Pope John XXI was killed suddenly, when the roof of a room in the Episcopal Palace in Viterbo, which had recently been constructed, happened to fall on him. He lingered for a few days, and died on 20 May 1277. The Conclave probably began on 30 or 31 May, but it was no easy business to elect a pope. There were only seven cardinals (Simon de Brion was still Legate in France), and they were bitterly divided, three in the Angevin party, and three in the Imperial. The seventh was the Bishop of Sabina, Bertrand de Saint-Martin, who favored neither party. The chronicle lists Symonus de Tursso (de Brion) as present, and does not mention Geoffrey d'Alatri at all; it is Geoffrey who was present and Simon who was absent. It was not until 25 November that a successful election took place. Cardinal Giovanni Gaetano Orsini, a Roman, became Pope Nicholas III.

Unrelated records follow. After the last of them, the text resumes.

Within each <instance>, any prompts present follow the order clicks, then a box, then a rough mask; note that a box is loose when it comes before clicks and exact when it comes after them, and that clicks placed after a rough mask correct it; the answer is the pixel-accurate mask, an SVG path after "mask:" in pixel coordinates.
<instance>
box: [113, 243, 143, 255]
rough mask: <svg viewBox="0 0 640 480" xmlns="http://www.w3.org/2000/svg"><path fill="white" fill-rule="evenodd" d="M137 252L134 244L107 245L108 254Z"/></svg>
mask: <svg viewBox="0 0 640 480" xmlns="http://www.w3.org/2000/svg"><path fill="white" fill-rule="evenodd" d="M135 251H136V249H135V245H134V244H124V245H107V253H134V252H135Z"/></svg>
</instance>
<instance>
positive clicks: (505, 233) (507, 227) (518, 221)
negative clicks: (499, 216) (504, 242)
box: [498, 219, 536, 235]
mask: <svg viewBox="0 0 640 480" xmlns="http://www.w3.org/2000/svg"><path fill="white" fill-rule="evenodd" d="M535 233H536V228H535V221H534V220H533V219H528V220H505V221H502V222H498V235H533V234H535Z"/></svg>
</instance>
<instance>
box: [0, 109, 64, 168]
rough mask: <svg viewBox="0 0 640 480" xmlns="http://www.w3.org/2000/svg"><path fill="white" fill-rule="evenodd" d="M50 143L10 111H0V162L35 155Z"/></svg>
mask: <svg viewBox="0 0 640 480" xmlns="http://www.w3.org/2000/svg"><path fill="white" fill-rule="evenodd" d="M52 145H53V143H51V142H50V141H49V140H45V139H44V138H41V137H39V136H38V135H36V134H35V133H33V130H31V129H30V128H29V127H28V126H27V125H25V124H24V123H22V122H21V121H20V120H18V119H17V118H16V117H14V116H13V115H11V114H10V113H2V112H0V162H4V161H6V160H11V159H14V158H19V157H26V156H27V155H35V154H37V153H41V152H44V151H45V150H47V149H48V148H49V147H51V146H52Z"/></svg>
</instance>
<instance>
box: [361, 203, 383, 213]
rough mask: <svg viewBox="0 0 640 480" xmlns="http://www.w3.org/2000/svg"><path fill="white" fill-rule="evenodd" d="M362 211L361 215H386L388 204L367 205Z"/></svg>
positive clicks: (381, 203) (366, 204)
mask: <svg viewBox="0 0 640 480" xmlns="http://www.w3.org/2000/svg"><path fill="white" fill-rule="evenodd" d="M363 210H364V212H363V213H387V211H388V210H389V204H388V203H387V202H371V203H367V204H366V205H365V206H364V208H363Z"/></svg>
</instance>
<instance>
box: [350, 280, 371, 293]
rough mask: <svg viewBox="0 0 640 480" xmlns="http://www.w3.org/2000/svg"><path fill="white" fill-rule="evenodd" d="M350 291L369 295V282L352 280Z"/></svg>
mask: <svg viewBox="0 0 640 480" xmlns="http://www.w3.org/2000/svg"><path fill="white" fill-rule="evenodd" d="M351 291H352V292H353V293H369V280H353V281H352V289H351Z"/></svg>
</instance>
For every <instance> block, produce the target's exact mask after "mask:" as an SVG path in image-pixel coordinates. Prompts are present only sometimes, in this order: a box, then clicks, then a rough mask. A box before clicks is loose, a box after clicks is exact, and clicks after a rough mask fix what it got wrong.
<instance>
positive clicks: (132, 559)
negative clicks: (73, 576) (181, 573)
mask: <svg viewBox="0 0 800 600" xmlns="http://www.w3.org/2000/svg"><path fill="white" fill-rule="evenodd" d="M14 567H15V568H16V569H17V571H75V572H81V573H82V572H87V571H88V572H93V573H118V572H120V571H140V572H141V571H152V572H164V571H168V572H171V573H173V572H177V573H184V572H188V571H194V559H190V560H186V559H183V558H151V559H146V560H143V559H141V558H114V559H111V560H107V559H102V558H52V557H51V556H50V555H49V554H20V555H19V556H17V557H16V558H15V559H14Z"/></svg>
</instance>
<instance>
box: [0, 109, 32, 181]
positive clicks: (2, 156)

For a long time it was thought that Cardinal Bertrand de Saint-Martin died during the Second Council of Lyon in 1274 or in 1275, and shortly thereafter was succeeded in the see of Sabina by Giovanni Visconti, nephew of Gregory X. However, modern research has established that "cardinal Giovanni Visconti" never existed, while Bertrand is attested in the papal documents until the Sede Vacante following the pontificate of John XXI (died in Viterbo on 16 May 1277). His death has been registered in the contemporary necrologies under 28 March or 29 March. The most probable year of his death seems to be 1278, because contemporary sources mention him as participant in the papal election, 1277, which took place between May and November, and (by inference) in the first consistory of Pope Nicholas III on 12 March 1278. At that Consistory, no new cardinal-bishop of Sabina had been appointed to replace him, although all the other episcopal seats were then filled. It would seem that Bertrand was still holding his.

Cardinal Bertrand is spoken of as deceased in a letter of Nicholas III of 5 April 1278.